On peut placer en ce moment, où les affaires d'Héliogabale se rétablirent, ce que raconte Hérodien d'un grand nombre de transfuges, qui abandonnèrent Macrin pour passer dans le parti opposé. Cette désertion effraya Macrin, et désespérant avant le temps, il eut la lâcheté de quitter le champ de bataille pendant que ses prétoriens se battaient vaillamment pour sa cause. Ces braves gens ne sachant ce qu'était devenu leur empereur, ne laissèrent pas de soutenir le combat pendant longtemps. Leur propre gloire était pour eux un suffisant aiguillon. Enfin néanmoins Héliogabale, que les transfuges avaient averti de la fuite.de Macrin, ayant fait représenter aux prétoriens qu'ils combattaient sans objet, et qu'un lâche qui les avait abandonnés ne méritait pas qu'ils se sacrifiassent pour lui ; que d'ailleurs ils n'avaient rien à craindre en se rendant, et que non seulement il leur accordait le pardon, mais la continuation de leur service auprès de sa personne ; ils se résolurent à se soumettre sans avoir été vaincus, et ils reconnurent Héliogabale pour empereur.

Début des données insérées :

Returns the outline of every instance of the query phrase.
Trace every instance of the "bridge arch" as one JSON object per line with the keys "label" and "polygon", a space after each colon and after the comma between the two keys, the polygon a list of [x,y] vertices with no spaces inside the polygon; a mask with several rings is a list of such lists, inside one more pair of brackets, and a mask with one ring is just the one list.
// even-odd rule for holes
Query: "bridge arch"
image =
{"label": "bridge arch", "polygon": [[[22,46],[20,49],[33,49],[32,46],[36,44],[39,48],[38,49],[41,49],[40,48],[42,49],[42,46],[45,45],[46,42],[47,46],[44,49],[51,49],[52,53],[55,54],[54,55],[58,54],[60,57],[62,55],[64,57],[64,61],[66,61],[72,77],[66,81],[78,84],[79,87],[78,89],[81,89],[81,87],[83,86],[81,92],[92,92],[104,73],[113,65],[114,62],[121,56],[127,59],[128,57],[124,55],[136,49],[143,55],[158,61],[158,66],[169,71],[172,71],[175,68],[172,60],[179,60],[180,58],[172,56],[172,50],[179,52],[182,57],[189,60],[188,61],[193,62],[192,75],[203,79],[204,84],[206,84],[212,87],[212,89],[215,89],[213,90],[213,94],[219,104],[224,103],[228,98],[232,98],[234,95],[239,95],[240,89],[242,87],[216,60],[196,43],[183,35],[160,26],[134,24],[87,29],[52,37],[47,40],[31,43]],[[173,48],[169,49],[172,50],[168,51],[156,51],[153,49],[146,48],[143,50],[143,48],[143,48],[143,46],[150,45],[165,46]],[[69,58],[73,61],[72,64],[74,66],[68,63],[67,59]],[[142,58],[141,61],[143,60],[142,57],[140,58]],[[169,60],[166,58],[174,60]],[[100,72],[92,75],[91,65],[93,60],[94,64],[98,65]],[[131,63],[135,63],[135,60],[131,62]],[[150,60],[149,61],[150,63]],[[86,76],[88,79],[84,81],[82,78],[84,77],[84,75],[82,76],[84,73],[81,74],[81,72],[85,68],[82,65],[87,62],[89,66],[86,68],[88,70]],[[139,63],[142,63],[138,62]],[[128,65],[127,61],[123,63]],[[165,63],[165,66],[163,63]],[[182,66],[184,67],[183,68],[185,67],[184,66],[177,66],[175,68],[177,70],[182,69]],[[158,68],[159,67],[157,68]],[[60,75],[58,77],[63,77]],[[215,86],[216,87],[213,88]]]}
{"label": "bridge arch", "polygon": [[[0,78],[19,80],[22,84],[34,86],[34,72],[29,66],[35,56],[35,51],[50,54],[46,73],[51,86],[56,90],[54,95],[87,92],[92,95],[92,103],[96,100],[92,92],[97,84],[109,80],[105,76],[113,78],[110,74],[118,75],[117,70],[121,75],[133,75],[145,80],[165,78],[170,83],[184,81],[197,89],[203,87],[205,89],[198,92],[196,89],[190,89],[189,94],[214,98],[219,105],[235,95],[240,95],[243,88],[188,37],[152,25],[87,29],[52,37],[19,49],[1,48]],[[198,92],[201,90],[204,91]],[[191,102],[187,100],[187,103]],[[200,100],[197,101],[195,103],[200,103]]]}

Macrin, au sortir du combat, pour se faire recevoir dans Antioche, répandit le bruit qu'il avait remporté la victoire. Arrivé en cette ville, son premier soin fut de tâcher de mettre son fils en sûreté, et chargea des personnes de confiance de le mener chez Artabane roi des Parthes. Pour lui, il se proposait de gagner Rome, espérant d'y trouver le sénat et le peuple favorablement disposés à son égard, et de pouvoir renouveler la guerre avec les forces d'Occident. Son espérance n'était pas tout-à-fait vaine ; et, comme je l'ai observé, on craignait à Rome la tyrannie des Syriens, l'avidité et la hauteur de Mæsa et la jeunesse d'Héliogabale.

Macrin partit d'Antioche déguisé et peu accompagné, et étant venu à Èges en Cilicie, il prit des chevaux de poste, comme un courrier de l'empereur. Il traversa ainsi la Cappadoce, la Galatie, la Bithynie, et vint à Chalcédoine, où ayant envoyé demander de l'argent à un intendant du domaine impérial, il fut par là reconnu et arrêté. Bientôt arrivèrent ceux qui avaient été envoyés à sa poursuite par Héliogabale. Ils s'emparèrent de sa personne et le menèrent jusqu'en Cappadoce. Là, ayant appris que son fils avait été tué, Macrin ne put pas survivre à ce dernier désastre, et de désespoir il se jeta en bas de sa voiture, et se rompit l'épaule en tombant. Comme sa blessure apparemment ne permettait pas d'espérer qu'on pût lui faire achever le voyage, on le tua dans la ville d'Archélaïs en Cappadoce, et on porta sa tête à Héliogabale.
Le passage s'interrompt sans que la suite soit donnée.